Even on optimal therapy including anticoagulation and rate control, major cardiovascular complications (stroke, cardiovascular death, and acute heart failure) are common in patients with atrial fibrillation (AF). Conceptually, maintenance of sinus rhythm could prevent adverse outcomes related to AF. Rhythm control therapy has been only moderately effective in published trials, and its potential benefit was offset by side effects of repeated interventions.


Rhythm control therapy applied early after the first diagnosis of AF could preserve atrial structure and function and maintain sinus rhythm more effectively than the current practice of delayed rhythm control (when symptoms persist after otherwise effective rate control). Furthermore, catheter ablation and new antiarrhythmic drugs have enhanced the potential effectiveness and safety of rhythm control therapy. The EAST will test whether an early, modern rhythm control therapy can reduce cardiovascular complications in AF.

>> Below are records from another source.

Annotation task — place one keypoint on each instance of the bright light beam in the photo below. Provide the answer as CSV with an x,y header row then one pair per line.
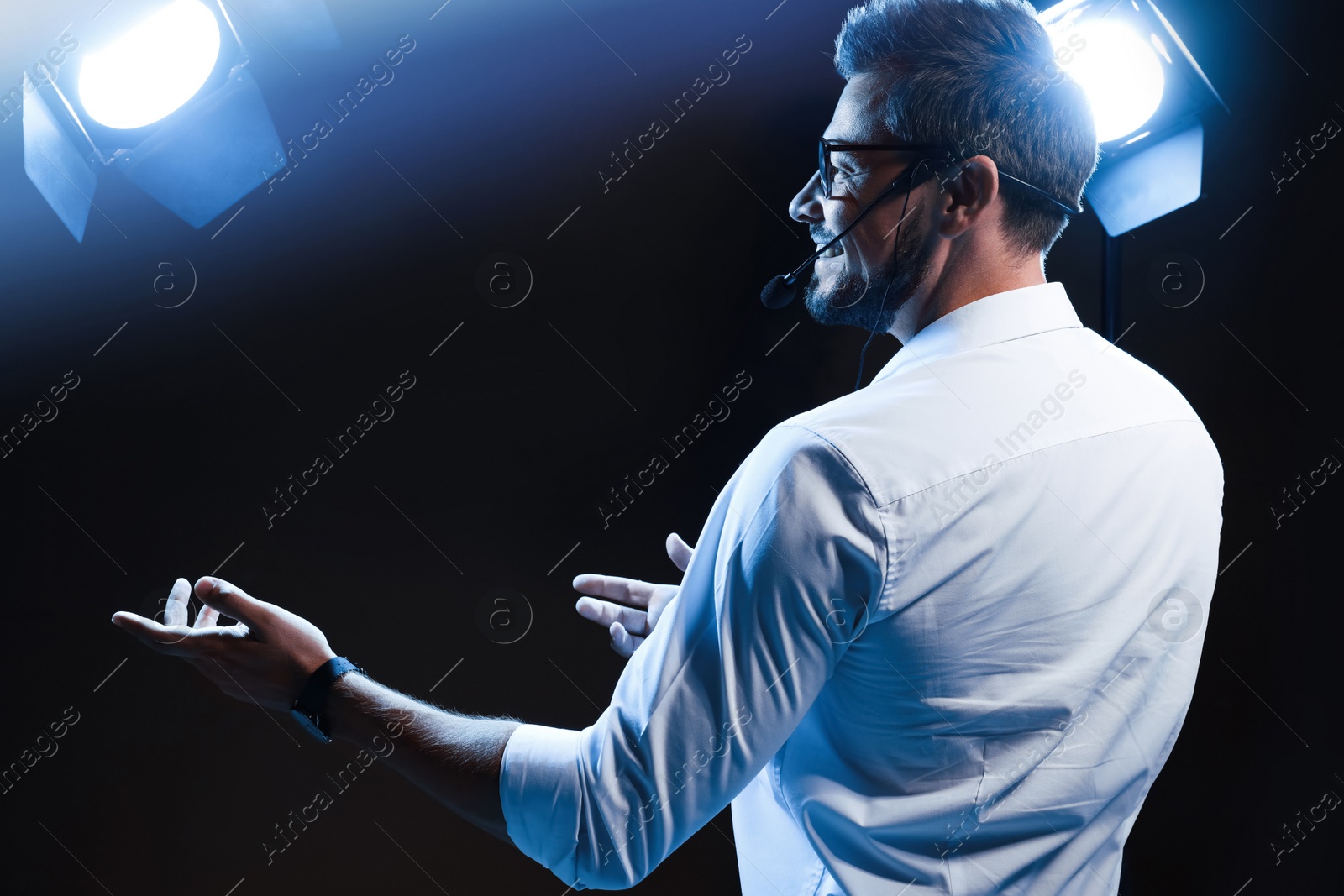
x,y
152,69
1120,73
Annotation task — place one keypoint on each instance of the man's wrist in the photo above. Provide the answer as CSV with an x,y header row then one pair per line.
x,y
349,708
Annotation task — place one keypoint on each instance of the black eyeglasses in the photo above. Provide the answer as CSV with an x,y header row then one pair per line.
x,y
828,170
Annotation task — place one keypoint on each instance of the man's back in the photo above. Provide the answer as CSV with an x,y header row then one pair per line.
x,y
1052,511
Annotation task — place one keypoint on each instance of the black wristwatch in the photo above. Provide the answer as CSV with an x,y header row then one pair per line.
x,y
308,710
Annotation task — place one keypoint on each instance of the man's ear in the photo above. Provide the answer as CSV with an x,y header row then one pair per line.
x,y
971,187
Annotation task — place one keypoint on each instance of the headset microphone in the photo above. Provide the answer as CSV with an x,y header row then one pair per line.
x,y
785,288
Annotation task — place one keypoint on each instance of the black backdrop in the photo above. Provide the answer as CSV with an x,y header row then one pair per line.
x,y
360,265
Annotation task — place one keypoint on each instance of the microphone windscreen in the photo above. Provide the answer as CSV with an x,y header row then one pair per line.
x,y
779,291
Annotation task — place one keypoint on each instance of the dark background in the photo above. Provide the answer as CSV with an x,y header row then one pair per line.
x,y
490,476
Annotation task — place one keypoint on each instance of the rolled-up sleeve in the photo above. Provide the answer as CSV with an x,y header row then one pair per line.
x,y
785,570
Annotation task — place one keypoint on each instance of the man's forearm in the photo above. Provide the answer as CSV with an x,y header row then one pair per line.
x,y
454,758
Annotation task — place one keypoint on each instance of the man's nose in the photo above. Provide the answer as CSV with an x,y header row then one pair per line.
x,y
806,206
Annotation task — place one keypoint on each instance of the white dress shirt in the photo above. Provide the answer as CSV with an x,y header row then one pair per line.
x,y
938,636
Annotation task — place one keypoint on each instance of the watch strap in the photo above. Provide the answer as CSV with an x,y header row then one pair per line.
x,y
313,696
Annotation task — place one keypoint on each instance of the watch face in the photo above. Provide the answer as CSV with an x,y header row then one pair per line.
x,y
309,726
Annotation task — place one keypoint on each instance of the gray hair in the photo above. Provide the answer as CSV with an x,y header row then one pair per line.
x,y
980,76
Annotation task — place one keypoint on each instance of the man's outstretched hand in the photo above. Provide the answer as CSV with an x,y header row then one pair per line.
x,y
629,625
266,656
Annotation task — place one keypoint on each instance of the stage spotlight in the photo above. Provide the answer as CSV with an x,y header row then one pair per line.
x,y
152,69
1121,76
1147,94
165,97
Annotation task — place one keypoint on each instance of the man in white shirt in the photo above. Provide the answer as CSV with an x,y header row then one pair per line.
x,y
937,636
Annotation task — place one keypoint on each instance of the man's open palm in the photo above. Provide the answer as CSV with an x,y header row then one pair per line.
x,y
631,621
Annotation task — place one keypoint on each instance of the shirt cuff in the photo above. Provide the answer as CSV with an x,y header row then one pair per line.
x,y
539,793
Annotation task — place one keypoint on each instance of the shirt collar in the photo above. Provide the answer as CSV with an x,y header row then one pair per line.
x,y
988,320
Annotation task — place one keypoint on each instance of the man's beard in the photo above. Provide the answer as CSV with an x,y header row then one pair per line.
x,y
873,302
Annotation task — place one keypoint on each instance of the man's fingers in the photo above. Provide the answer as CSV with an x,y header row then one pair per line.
x,y
161,638
179,598
622,641
615,587
232,600
206,618
608,614
679,551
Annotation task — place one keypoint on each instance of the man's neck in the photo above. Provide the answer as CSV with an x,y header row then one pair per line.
x,y
949,295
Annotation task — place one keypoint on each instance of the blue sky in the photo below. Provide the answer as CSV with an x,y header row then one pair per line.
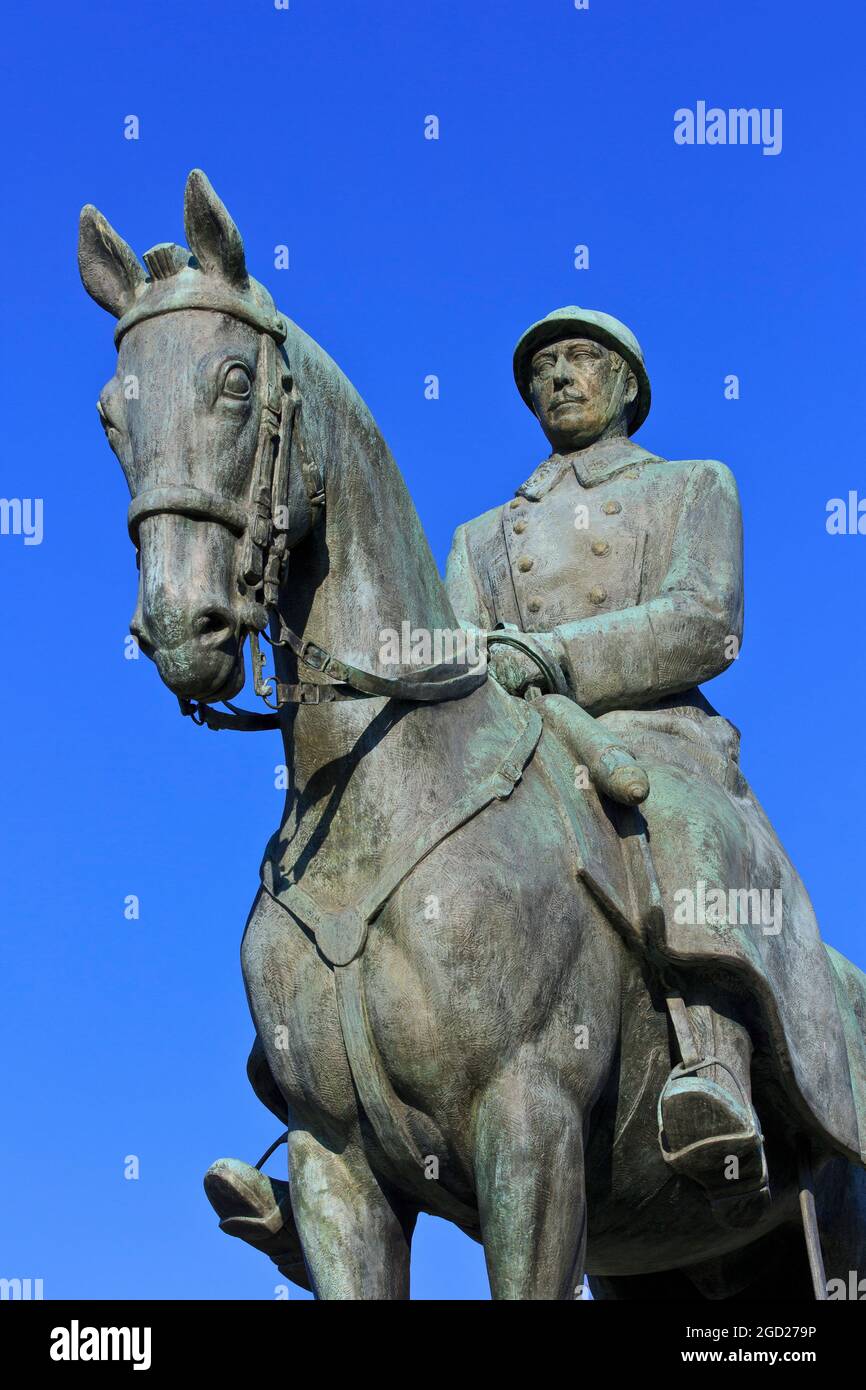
x,y
407,257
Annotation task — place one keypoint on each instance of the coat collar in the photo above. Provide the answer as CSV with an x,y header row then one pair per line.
x,y
591,466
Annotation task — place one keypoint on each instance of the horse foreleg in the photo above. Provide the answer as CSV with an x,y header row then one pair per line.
x,y
356,1244
530,1186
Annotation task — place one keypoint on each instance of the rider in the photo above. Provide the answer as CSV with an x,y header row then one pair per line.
x,y
626,570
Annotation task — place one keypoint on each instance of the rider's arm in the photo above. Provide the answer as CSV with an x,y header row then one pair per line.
x,y
680,635
462,585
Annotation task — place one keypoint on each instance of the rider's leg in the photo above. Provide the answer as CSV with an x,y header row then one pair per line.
x,y
530,1183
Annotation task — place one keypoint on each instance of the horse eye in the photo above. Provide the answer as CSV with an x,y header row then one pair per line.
x,y
237,384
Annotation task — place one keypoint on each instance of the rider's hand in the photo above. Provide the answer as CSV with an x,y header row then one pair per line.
x,y
513,669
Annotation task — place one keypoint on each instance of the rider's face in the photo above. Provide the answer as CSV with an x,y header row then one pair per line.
x,y
581,392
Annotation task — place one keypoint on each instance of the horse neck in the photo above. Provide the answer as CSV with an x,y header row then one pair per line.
x,y
364,567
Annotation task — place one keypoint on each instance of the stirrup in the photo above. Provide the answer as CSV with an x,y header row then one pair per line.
x,y
679,1158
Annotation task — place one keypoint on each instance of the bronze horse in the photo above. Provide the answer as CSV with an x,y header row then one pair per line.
x,y
453,1019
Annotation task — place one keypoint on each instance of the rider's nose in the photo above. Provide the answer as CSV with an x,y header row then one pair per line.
x,y
562,371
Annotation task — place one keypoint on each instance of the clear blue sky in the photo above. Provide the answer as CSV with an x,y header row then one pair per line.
x,y
407,257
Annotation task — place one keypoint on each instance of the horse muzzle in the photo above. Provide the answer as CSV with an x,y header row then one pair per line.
x,y
199,655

The EAST (Early treatment of Atrial fibrillation for Stroke prevention Trial) will randomize approximately 3,000 patients with recent onset AF at risk for stroke (CHA₂DS₂VASc score ≥2) to either guideline-mandated usual care or to usual care plus early rhythm control therapy in a prospective, randomized, open, blinded outcome assessment trial. All patients will be followed up until the end of the trial for the composite primary outcome of cardiovascular death, stroke, worsening of heart failure, and myocardial infarction. Nights spent in hospital will be counted as a coprimary outcome. Usual care will consist of anticoagulation, therapy of underlying heart disease, and rate control as an initial approach. Early rhythm control therapy will consist of usual care plus rhythm control therapy by antiarrhythmic drugs, catheter ablation, and a patient-operated electrocardiographic device to monitor the ongoing rhythm. Key secondary outcomes include cognitive function and quality of life.


EAST will determine whether rhythm control therapy, when applied early after the initial diagnosis of AF, can prevent cardiovascular complications associated with AF.